Он подошел – медленно, тихо, не сводя с нее глаз. Она смотрела на него молча, без злобы, даже ласково, – величавая, гордая, красивая, как Клеопатра, и недоступная, как царица Небесная. И понял Тибо в эти короткие мгновения, когда стоял перед ней, что нет ему в жизни другой радости, кроме как беспрестанно клясться в любви этой женщине, смотреть в ее дивные, широко распахнутые глаза, целовать ее белые руки и петь ей о своей любви. Но черной тенью застилало прекрасное видение перед ним сцена в Реймсе. Как она могла?.. Ведь он любит ее, и он спешил к ней!.. А она с ним так обошлась.
Бланка без труда прочла в его глазах то, о чем он думал в эти минуты, и сказала ему, мягко, без упрека:
– Граф, зачем же вы собирались выступить против меня? Что сделала я вам плохого?
Он ответил ей словами тени, которая продолжала стоять между ними, бросая на даму его сердца мрачные блики:
– Вы не пустили меня на коронацию. Вы подговорили народ, и он выгнал меня из города. А я так торопился, желая увидеть вас в блистающих нарядах, в золоте и серебре, озаренную пламенем тысячи свечей!..
– Тибо, – сказала она, обращаясь к нему не по титулу, а как к другу, – вы стали жертвой злого навета. Я знаю, что вы спешили во дворец. Вы ехали ко мне, но вам преградили дорогу. Слушайте же меня внимательно, мой храбрый рыцарь. Меня оклеветали. Клянусь вам образом Пречистой Девы Марии и сына ее Иисуса Христа, что я не отдавала такого приказания! Клянусь вторично, что я ждала вас и была искренне огорчена, не увидев вас на церемонии коронации. Клянусь вам также в том, что я… Боже праведный, каких еще клятв вам надобно…
Тибо упал на колени. Он все понял.

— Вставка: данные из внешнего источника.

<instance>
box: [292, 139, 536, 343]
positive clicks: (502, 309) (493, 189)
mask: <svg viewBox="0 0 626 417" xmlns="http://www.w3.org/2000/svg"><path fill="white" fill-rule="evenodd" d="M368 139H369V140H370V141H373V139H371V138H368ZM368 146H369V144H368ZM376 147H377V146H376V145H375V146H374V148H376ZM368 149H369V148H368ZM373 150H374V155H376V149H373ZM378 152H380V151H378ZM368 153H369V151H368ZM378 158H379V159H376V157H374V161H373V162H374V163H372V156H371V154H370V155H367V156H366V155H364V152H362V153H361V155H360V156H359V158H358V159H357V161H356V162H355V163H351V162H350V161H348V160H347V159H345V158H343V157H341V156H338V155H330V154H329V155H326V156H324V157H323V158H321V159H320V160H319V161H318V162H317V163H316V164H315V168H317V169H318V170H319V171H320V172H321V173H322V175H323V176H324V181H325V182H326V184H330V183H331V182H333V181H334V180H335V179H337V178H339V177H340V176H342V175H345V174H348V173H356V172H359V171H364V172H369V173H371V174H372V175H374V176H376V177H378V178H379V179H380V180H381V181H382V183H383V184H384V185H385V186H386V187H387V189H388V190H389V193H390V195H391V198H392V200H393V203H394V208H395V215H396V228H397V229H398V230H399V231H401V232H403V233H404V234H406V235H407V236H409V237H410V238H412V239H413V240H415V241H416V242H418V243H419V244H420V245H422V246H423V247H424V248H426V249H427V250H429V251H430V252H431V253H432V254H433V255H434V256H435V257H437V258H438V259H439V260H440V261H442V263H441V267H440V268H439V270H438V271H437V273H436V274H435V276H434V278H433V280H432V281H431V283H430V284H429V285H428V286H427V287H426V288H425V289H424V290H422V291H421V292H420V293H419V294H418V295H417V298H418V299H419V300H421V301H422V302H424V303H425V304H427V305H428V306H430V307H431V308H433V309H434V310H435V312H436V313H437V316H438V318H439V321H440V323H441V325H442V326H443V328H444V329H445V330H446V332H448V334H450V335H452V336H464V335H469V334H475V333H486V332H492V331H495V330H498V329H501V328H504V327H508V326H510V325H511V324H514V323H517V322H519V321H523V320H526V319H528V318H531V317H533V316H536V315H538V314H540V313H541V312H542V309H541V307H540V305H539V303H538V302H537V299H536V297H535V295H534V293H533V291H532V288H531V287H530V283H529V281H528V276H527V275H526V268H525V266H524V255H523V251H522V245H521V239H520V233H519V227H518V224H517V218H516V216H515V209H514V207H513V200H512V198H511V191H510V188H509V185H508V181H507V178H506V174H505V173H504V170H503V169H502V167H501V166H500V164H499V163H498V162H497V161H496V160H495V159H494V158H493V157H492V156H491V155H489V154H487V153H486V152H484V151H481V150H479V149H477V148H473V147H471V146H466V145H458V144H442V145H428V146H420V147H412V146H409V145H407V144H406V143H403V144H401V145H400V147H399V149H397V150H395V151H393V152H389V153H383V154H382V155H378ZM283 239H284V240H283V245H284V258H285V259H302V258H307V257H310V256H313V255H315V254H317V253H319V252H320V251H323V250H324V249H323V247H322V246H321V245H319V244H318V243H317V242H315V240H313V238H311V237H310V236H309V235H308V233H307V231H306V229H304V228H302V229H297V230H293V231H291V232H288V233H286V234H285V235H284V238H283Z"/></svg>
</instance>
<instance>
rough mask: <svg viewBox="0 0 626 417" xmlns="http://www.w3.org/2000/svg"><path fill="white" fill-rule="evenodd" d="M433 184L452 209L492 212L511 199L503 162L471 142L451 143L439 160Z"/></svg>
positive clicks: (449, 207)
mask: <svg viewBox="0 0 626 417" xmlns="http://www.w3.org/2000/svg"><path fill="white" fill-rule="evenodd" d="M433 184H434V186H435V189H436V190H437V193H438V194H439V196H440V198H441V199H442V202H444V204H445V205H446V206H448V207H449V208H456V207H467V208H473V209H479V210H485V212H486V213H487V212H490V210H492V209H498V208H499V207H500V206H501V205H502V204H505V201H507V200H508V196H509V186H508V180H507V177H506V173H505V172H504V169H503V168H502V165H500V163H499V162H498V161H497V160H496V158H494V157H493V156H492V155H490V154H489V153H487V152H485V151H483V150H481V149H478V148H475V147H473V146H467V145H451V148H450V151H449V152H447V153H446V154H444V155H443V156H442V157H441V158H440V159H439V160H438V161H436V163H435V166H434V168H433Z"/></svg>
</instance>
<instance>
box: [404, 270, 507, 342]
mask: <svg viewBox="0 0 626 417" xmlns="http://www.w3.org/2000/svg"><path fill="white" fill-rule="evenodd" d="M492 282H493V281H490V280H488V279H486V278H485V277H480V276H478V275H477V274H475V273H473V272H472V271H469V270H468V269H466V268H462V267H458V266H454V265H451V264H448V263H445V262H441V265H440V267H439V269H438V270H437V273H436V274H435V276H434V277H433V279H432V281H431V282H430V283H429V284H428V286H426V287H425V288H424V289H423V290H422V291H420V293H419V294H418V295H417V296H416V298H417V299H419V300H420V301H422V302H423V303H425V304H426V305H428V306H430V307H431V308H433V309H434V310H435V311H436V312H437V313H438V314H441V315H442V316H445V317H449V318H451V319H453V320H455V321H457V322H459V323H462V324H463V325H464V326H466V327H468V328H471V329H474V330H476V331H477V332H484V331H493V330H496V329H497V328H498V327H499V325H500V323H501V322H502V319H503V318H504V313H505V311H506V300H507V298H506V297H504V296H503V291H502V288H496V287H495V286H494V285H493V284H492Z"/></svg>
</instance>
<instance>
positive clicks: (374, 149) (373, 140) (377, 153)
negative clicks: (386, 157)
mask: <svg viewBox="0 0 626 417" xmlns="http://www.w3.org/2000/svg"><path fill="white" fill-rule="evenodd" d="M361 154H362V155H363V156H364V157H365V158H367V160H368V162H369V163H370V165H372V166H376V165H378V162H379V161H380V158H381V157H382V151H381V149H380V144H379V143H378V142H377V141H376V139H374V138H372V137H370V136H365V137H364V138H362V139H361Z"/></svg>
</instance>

Он смотрел на нее глазами, полными любви, и из них одна за другой катились по его щекам горячие слезы.
– Ваше величество… Моя королева!.. О, простите, простите же меня за то, что я посмел усомниться в ваших нежных чувствах ко мне! – пылко воскликнул он. – Я был введен в заблуждение. Ведь мне сказали, что вы не хотели меня видеть. Теперь я понял, как ошибался. Отныне я ваш самый верный слуга! Приказывайте, повелевайте мною! Я же, в свою очередь, клянусь, что никогда больше не выступлю против вас и буду вашим самым преданным вассалом! Все, что у меня есть, – все ваше! Вам стоит только захотеть, и я положу к вашим ногам всю Шампань!

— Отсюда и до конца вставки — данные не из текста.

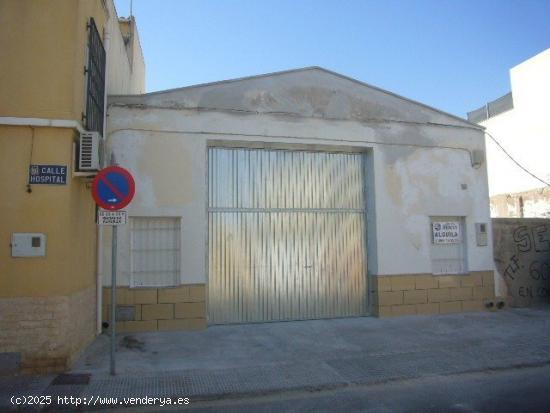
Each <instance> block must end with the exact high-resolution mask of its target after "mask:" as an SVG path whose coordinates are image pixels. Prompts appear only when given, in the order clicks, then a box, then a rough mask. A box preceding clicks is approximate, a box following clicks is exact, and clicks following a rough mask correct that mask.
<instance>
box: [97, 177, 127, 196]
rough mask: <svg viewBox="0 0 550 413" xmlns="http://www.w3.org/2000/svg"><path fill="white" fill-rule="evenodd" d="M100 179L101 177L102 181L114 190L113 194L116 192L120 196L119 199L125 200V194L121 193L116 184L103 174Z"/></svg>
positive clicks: (101, 180)
mask: <svg viewBox="0 0 550 413" xmlns="http://www.w3.org/2000/svg"><path fill="white" fill-rule="evenodd" d="M99 179H101V182H103V183H104V184H105V185H107V188H109V189H110V190H111V191H112V192H113V194H115V195H116V196H117V197H118V198H119V200H123V199H124V198H125V196H124V195H123V194H121V193H120V191H119V190H118V189H116V188H115V186H114V185H113V184H112V183H111V182H110V181H109V180H108V179H107V178H105V177H104V176H103V175H101V176H100V177H99Z"/></svg>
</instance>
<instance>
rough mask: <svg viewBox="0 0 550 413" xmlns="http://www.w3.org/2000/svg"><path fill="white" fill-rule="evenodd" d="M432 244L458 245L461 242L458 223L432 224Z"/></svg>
mask: <svg viewBox="0 0 550 413" xmlns="http://www.w3.org/2000/svg"><path fill="white" fill-rule="evenodd" d="M432 233H433V237H434V244H458V243H460V242H461V241H462V235H461V234H460V223H459V222H458V221H447V222H439V221H438V222H432Z"/></svg>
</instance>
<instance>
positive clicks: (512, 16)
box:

Бланка улыбалась. Сердце ее пело. От любви? Она не стала бы это категорично утверждать. Оно пело оттого, что тень отчуждения между ними исчезла, испарилась, изгнанная прочь ярким лучом солнца, выглянувшего из-за туч. Она была всего лишь женщиной, и ей нравилось, что у нее есть рыцарь, о котором столько говорят и по которому сохнут дамские сердца в королевском дворце. Она немолода, в два раза старше любой из ее фрейлин, и ее женскому самолюбию льстило, что в нее влюблен такой красавец-мужчина! К тому же он самый крупный и отныне самый преданный из ее вассалов.
Бланка ликовала оттого, что победила. Она была рада, что отныне Тибо вновь становился ей другом. Она медленно поднялась с кресла и увидела, что он хочет поцеловать ей руку, но не решается, не имея на это ее дозволения. И она, не гася улыбки, протянула ему свою руку. Тибо, совсем потеряв голову от любви, припал к ней жарким поцелуем.

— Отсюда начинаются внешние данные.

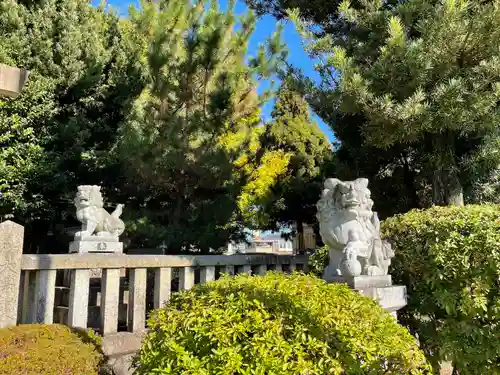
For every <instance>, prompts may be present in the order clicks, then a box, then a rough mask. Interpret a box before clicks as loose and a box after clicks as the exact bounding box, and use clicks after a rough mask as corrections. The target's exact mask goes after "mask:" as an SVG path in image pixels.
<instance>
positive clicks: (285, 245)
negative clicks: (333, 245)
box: [226, 224, 316, 255]
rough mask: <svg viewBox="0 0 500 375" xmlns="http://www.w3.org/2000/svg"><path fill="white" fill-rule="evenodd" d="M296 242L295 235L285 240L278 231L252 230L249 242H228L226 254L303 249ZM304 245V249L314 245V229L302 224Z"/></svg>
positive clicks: (238, 253) (268, 251)
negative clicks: (304, 248) (241, 242)
mask: <svg viewBox="0 0 500 375" xmlns="http://www.w3.org/2000/svg"><path fill="white" fill-rule="evenodd" d="M298 244H299V242H298V240H297V238H296V237H295V236H294V237H293V238H292V239H290V240H287V239H284V238H283V237H282V235H281V233H279V232H273V233H265V234H262V233H261V232H260V231H253V232H252V235H251V238H250V239H249V243H245V242H242V243H229V244H228V247H227V251H226V254H227V255H232V254H248V253H268V254H294V253H295V252H296V251H297V250H303V249H299V248H298ZM304 246H305V248H306V249H314V248H315V247H316V236H315V234H314V230H313V228H312V227H310V226H308V225H306V224H304Z"/></svg>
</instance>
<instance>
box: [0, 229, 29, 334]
mask: <svg viewBox="0 0 500 375" xmlns="http://www.w3.org/2000/svg"><path fill="white" fill-rule="evenodd" d="M23 239H24V227H23V226H21V225H19V224H16V223H14V222H12V221H10V220H9V221H4V222H3V223H0V295H1V302H2V303H0V328H4V327H9V326H12V325H16V323H17V309H18V298H19V281H20V277H21V257H22V253H23Z"/></svg>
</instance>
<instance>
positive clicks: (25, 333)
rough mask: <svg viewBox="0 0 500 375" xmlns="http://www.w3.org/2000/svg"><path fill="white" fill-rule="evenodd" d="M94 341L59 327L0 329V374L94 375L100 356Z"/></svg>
mask: <svg viewBox="0 0 500 375" xmlns="http://www.w3.org/2000/svg"><path fill="white" fill-rule="evenodd" d="M93 341H94V338H93V335H84V334H77V333H74V332H72V331H71V330H70V329H69V328H68V327H66V326H63V325H58V324H53V325H45V324H27V325H20V326H16V327H11V328H3V329H0V374H5V375H97V374H98V373H99V366H100V364H101V360H102V356H101V354H100V353H99V351H98V350H97V349H96V346H95V344H94V342H93Z"/></svg>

Бывшие мятежники переглянулись. Целовать руку королеве могли лишь двое: супруг и ее фаворит. В те времена говорили просто – любимчик. Теперь Тибо для них недосягаем. Впрочем, мыслям о мятеже уже не место в их головах. Надолго ли? А пока – но это уже на другой день – разбитая в пух и прах коалиция принесла вдовствующей королеве Бланке Кастильской клятву верности в письменном виде…
Они ехали обратно впереди войска, вдвоем, рука об руку – Тибо и Бланка. Не сводя глаз с дамы своего сердца, граф Шампанский читал ей свои новые стихи, а она с улыбкой слушала его, одаривая нежными взглядами.